The Washington Post’s article is all very well as far as it goes but, as tends to be the case when American newspapers write about Northern Ireland, it doesn’t go nearly far enough. Readers unfamiliar with the subject could be forgiven for thinking that the choice – if choices had to be made – lay between the “Brits” and the IRA, as though there were no other alternatives.
But of course there were alternatives and they were favoured by the majority of Irish nationalists north and south of the border. Unsurprisingly, however, the SDLP receive nary a mention in the WaPo piece. And there’s the rub: King and those Americans who shared his views could have supported the perfectly-respectable United Ireland cause without endorsing or defending the IRA. They chose not to. Their hostility to Britain and to Unionists is fine; their preference for the IRA and Sinn Fein rather than the SDLP is inexcusable. The differences between Sinn Fein/IRA and the SDLP (or Fine Gael for that matter) were not merely of degree but of kind. King’s support for terrorists is and was an affront to decent nationalists.

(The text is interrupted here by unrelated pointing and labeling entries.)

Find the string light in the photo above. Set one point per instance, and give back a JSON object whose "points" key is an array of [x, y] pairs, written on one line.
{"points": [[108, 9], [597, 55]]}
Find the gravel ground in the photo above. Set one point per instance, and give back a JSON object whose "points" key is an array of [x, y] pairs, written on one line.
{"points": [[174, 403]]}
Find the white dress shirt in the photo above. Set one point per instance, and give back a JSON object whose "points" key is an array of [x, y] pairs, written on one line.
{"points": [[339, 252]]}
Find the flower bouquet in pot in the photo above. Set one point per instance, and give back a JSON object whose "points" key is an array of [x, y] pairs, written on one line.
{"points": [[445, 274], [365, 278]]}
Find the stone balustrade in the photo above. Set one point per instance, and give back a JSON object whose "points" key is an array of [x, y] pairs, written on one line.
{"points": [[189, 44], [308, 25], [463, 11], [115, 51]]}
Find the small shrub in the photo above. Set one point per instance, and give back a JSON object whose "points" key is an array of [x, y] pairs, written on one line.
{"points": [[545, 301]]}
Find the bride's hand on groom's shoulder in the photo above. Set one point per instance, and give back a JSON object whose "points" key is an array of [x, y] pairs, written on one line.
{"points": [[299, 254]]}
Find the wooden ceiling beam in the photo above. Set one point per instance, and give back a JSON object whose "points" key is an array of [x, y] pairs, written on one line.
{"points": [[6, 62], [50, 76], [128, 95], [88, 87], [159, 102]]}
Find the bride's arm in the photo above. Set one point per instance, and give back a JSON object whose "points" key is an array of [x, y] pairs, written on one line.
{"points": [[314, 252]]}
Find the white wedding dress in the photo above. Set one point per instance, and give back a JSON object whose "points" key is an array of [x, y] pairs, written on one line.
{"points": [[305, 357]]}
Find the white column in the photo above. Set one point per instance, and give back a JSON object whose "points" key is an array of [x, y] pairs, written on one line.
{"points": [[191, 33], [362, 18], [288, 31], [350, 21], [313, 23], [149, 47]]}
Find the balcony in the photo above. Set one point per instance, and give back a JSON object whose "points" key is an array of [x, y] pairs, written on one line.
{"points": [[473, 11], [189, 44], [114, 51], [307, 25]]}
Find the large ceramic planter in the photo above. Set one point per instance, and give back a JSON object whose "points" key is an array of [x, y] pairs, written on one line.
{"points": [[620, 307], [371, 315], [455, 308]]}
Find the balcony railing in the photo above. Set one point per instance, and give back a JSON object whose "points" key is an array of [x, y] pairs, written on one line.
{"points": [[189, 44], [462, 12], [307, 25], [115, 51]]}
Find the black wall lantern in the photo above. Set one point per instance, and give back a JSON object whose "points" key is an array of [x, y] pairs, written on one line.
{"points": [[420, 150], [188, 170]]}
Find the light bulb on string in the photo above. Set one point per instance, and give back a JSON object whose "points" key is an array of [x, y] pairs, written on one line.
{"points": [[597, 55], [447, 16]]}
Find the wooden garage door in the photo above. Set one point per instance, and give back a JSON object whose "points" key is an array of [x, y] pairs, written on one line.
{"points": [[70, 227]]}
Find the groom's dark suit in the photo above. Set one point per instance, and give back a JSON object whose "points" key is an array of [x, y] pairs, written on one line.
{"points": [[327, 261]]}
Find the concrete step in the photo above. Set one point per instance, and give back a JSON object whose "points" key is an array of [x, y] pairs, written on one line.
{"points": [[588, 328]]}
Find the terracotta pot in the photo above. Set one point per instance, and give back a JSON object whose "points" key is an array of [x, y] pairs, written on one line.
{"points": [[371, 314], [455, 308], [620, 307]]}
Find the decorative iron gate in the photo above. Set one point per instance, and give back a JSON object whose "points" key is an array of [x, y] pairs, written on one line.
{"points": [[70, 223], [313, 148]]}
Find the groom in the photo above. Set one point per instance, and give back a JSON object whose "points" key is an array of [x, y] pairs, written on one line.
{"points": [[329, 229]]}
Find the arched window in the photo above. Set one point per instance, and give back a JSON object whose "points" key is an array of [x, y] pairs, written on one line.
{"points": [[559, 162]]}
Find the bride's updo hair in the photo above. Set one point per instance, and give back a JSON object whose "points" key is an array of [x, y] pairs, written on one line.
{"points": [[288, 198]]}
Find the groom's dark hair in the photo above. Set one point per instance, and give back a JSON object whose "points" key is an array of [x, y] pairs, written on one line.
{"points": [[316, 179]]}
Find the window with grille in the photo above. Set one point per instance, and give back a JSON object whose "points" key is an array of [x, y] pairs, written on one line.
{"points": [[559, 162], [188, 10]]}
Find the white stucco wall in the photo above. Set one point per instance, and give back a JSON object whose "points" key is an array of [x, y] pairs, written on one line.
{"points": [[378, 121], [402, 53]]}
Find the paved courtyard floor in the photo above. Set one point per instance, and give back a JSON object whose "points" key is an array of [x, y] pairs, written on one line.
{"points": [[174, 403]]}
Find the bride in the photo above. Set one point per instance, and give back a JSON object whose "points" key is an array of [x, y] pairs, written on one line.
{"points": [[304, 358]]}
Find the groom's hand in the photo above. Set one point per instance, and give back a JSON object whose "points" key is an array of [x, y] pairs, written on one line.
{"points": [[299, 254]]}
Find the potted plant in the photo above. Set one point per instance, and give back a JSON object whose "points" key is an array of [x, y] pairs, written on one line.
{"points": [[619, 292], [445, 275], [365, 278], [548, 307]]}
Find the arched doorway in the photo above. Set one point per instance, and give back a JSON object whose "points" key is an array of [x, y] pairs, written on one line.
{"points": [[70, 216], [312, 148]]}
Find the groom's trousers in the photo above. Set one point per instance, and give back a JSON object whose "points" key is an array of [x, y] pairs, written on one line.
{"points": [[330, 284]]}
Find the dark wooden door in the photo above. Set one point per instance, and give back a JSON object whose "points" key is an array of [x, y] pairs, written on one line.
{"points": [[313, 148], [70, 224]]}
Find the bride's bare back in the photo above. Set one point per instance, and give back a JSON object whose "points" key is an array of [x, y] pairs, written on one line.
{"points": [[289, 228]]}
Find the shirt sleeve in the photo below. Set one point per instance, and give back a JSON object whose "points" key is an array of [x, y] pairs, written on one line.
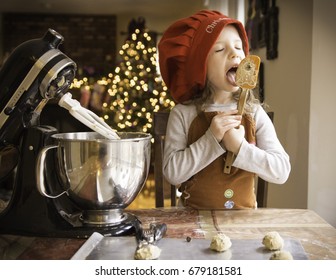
{"points": [[180, 161], [267, 158]]}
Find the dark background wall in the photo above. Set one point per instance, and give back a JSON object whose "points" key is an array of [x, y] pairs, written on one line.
{"points": [[89, 40]]}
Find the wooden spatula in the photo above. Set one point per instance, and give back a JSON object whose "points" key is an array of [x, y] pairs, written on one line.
{"points": [[246, 79]]}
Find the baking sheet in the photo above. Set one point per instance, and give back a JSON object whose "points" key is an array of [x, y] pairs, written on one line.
{"points": [[98, 247]]}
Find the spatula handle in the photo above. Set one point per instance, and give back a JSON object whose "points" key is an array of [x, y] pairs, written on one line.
{"points": [[229, 155]]}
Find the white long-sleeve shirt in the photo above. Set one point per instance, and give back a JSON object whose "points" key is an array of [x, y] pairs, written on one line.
{"points": [[267, 158]]}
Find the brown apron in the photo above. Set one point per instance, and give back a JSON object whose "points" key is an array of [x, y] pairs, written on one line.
{"points": [[211, 188]]}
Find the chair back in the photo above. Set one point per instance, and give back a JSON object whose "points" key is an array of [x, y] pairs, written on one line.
{"points": [[165, 190]]}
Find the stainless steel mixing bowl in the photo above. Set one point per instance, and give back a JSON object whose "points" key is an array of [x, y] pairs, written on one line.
{"points": [[99, 175]]}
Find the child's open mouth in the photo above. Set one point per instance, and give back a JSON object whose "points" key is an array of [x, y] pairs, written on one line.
{"points": [[231, 75]]}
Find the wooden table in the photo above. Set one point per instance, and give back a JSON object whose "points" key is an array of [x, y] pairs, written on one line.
{"points": [[317, 237]]}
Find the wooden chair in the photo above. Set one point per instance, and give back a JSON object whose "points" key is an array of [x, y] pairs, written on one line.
{"points": [[162, 187]]}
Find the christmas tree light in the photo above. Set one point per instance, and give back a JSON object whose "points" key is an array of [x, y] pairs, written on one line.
{"points": [[136, 90]]}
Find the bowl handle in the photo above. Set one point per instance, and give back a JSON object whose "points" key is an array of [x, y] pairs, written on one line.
{"points": [[40, 172]]}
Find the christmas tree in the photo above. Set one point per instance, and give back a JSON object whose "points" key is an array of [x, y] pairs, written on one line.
{"points": [[137, 89]]}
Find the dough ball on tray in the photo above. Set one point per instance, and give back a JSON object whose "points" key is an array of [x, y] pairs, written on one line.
{"points": [[147, 252], [220, 242], [273, 241], [281, 255]]}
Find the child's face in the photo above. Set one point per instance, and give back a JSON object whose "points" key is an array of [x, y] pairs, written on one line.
{"points": [[223, 59]]}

Meanwhile, up pops Tony Blair with a cheery emailed statement about King:
I don’t know which is the most nauseating part of this. Blair’s apparent belief that terrorism in Ireland is apparently kinda-sorta understandable or that ghastly exclamation mark after “British” hinting that, gosh, the Brits were just soooo silly to be concerned by King’s support for an organisation that had come close to assassinating both Margaret Thatcher and John Major (to say nothing of all the other outrages). What a fuss we British made over it all!“He had indeed been controversial (at least with the British!) in some of his earlier statements. But once he saw a path to peace that was just and deliverable, he urged and campaigned for everyone to take it,” Blair wrote in an e-mail. “I thought he was right in his concerns about the new global terrorism but could understand why he saw the Irish situation as different.”

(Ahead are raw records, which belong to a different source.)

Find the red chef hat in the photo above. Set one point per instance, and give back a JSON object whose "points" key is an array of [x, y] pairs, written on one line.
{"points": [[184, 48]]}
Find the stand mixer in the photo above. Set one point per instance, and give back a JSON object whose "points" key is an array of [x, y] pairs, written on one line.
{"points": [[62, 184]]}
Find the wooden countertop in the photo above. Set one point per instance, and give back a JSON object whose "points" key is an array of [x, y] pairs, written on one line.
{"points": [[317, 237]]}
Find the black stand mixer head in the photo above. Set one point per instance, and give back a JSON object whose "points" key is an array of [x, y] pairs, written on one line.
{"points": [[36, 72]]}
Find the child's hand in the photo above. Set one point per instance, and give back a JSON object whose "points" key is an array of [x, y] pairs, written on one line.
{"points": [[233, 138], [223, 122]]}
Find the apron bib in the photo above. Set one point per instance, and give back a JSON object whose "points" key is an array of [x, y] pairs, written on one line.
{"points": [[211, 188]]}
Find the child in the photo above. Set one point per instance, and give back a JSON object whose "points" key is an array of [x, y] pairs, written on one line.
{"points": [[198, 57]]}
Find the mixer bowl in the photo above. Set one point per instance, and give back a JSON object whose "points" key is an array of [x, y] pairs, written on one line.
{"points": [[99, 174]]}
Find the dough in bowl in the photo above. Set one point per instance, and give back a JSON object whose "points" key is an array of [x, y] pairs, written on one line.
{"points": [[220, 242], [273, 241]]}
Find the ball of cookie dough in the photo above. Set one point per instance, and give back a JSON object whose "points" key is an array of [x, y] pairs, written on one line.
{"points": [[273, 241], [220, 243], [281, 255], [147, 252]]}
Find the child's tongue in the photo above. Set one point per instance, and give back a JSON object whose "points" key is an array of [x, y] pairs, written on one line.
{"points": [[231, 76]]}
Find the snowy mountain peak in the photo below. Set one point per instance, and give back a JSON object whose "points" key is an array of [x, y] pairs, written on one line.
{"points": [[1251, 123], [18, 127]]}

Then again, Blair’s record in Northern Ireland is not so great as he evidently thinks it is. Certainly, you needed the IRA for “peace” to work; there’s every difference between recognising that, however, and handing them the keys to the store. All that mattered for Blair and Mo Mowlem and so on was the “path to peace” and never mind if it was either “just” or “deliverable”. As it turned out, the peace envisaged by the Good Friday Agreement was not in fact deliverable but by then it was more important that something be delivered and justice be damned. So, alone of the signatories to the Agreement, Sinn Fein and the IRA were not held to the promises they had made. That helped produce a peace of sorts but it was a shabby peace at the fag-end of a squalid conflict.
In the process the centre of Northern Irish civic and political life was fatally undermined. Once upon a time, children will need to be reminded, this centre had the support of most people. But Blair and Clinton helped hollow-out that centre, handing Northern Ireland to the extremists who, cunningly, appreciated there was no willingness to penalise them for their failure to live up to their own Agreement. Republican ideology was defeated but Republican terrorists were not. (The corollary: Unionism prevailed but moderate Unionism was annihilated. Its victory was intellectual, not visceral or psychological.)

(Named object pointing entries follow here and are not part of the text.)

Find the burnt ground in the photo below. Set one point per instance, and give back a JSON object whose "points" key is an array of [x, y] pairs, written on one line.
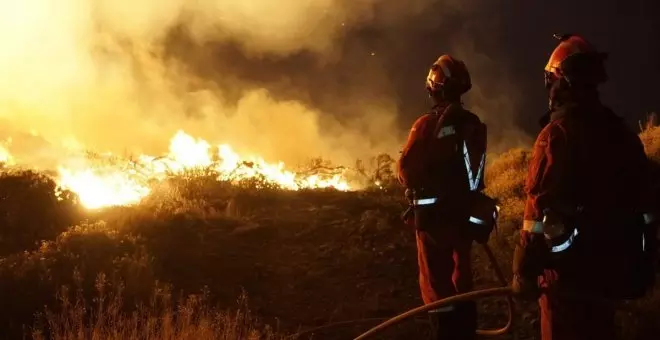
{"points": [[315, 259], [304, 259]]}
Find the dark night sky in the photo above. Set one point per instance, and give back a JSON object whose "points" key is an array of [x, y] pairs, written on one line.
{"points": [[505, 44]]}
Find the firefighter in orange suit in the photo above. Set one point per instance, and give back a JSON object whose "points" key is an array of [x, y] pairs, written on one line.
{"points": [[589, 224], [442, 161]]}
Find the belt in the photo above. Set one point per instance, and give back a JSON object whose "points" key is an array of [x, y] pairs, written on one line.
{"points": [[425, 201]]}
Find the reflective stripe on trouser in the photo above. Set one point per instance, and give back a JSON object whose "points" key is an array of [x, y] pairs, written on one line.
{"points": [[568, 319], [445, 270], [536, 227], [471, 219]]}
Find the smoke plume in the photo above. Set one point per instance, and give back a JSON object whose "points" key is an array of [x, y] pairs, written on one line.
{"points": [[286, 80]]}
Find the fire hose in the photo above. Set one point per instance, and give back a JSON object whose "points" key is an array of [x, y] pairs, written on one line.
{"points": [[474, 295]]}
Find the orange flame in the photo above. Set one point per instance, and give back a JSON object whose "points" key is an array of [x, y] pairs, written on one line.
{"points": [[99, 187]]}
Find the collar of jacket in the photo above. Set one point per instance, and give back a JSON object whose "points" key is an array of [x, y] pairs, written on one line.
{"points": [[595, 110]]}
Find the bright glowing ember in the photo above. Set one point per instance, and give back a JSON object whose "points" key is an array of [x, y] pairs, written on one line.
{"points": [[99, 186]]}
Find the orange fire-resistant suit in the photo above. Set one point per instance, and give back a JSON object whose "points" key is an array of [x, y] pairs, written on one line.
{"points": [[589, 224], [443, 160]]}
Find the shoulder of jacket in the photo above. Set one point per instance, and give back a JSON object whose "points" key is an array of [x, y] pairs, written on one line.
{"points": [[423, 121], [553, 130]]}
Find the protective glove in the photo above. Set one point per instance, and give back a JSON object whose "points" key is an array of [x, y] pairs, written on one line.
{"points": [[525, 288], [410, 194]]}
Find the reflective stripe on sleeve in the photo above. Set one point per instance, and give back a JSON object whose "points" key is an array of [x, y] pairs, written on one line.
{"points": [[650, 218], [565, 244], [532, 226], [444, 309]]}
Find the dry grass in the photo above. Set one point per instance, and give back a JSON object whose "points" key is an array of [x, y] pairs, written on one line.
{"points": [[163, 318], [306, 256]]}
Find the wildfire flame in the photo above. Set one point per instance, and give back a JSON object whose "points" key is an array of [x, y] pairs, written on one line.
{"points": [[101, 186]]}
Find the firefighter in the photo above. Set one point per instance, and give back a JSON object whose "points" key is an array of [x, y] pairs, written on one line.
{"points": [[442, 167], [588, 217]]}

It may reasonably be said that Northern Ireland is better-off today than it would have been had the conflict continued. It may also reasonably be said that the present state of affairs is also a mark of failure (and would certainly have been seen as such had it been posited as an outcome back when the Downing Street Declaration was signed) and, moreover, that it did not have to be this way.
Peter King could have been a decent Irish nationalist. He chose not to be.